The new consumer: VC-backed pioneers and the ‘3 Rs’ that will replace consumption.
At Octopus, our aim is to back the pioneers who dare to reimagine the future. If there’s one thing we can safely predict about ‘the future’, it’s that it won’t be Business As Usual. Up until now, political leaders have been the agents of change. But today, entrepreneurs are creating the paradigm shifts needed for society to get a grip on the world’s biggest challenges.
Pioneers of change
We invested in OLIO in 2018. OLIO, in its own words, “connects neighbours to share food, and other things, rather than chuck them away”. As challenges go, you can’t get much more pivotal than food-waste. The stats are familiar, but let’s take just one: a third of the food produced in the world for human consumption every year — approximately 1.3 billion tonnes — gets lost or wasted (FAO).

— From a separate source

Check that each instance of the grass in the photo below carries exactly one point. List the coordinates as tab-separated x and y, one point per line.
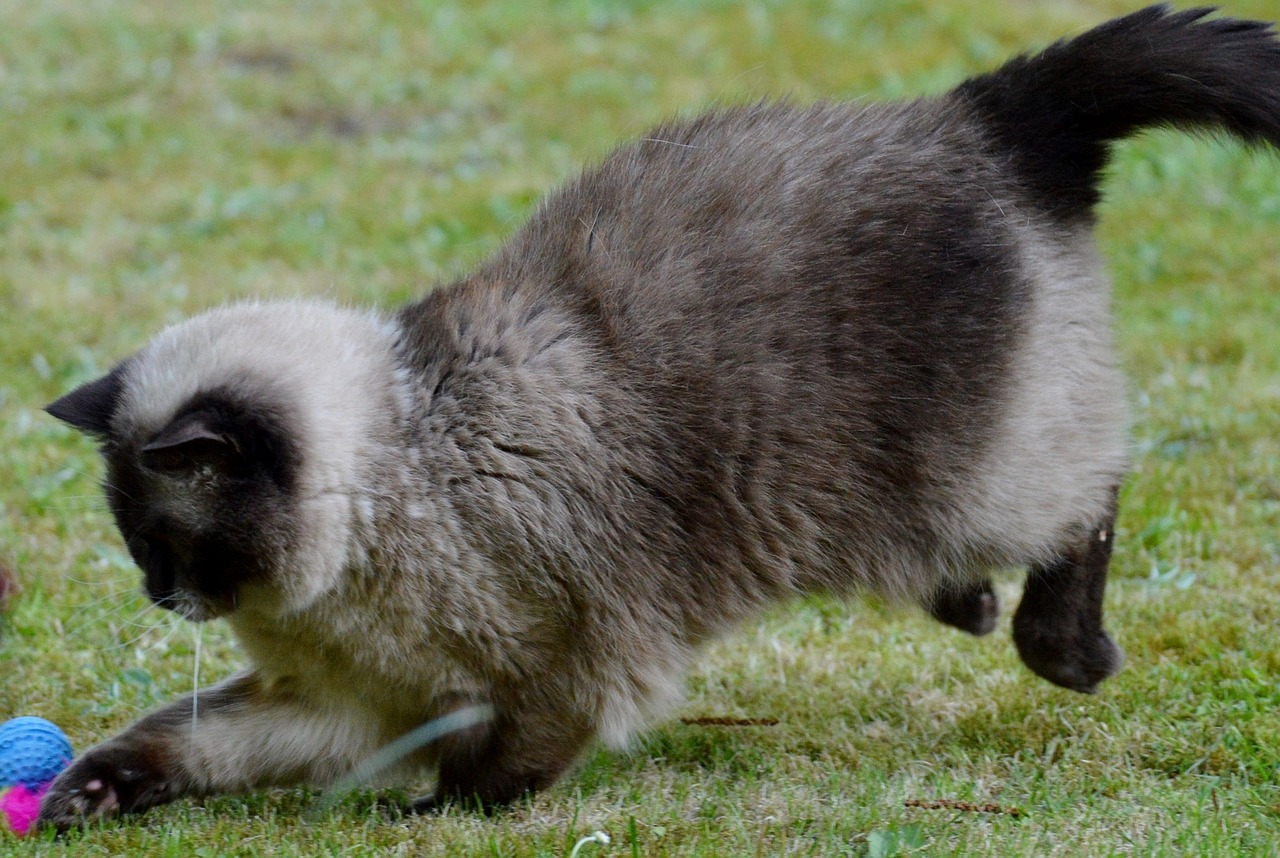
161	158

Now let’s look at a quote from OLIO co-founder Tessa Clarke, listening out for that entrepreneurial vision that could bring about paradigm change:
“…in OLIO, we have fully internalised what most other people haven’t: that we live in a resource-constrained world, and that if you own the ‘rails of redistribution’ in a resource-constrained world it will be phenomenally valuable.” Tessa Clarke, co-founder, OLIO.
The rails of re-distribution
To add a bit of background to Tessa’s quote, re-distribution, along with re-use and recycling, constitute the 3 Rs of the paradigm shift that could replace traditional consumerism. To consume is to destroy, in a sense, and when resources are finite, the model breaks down in a just a few generations. OLIO’s ambition to own the rails of re-distribution is a concept that bends the laws of standard supply and demand economics. These rails will break through the walls, and garden fences, society has built to protect its private, personal consumption habits. It’s not an ownership revolution that’s needed (we tried that last century) but it is a relational one.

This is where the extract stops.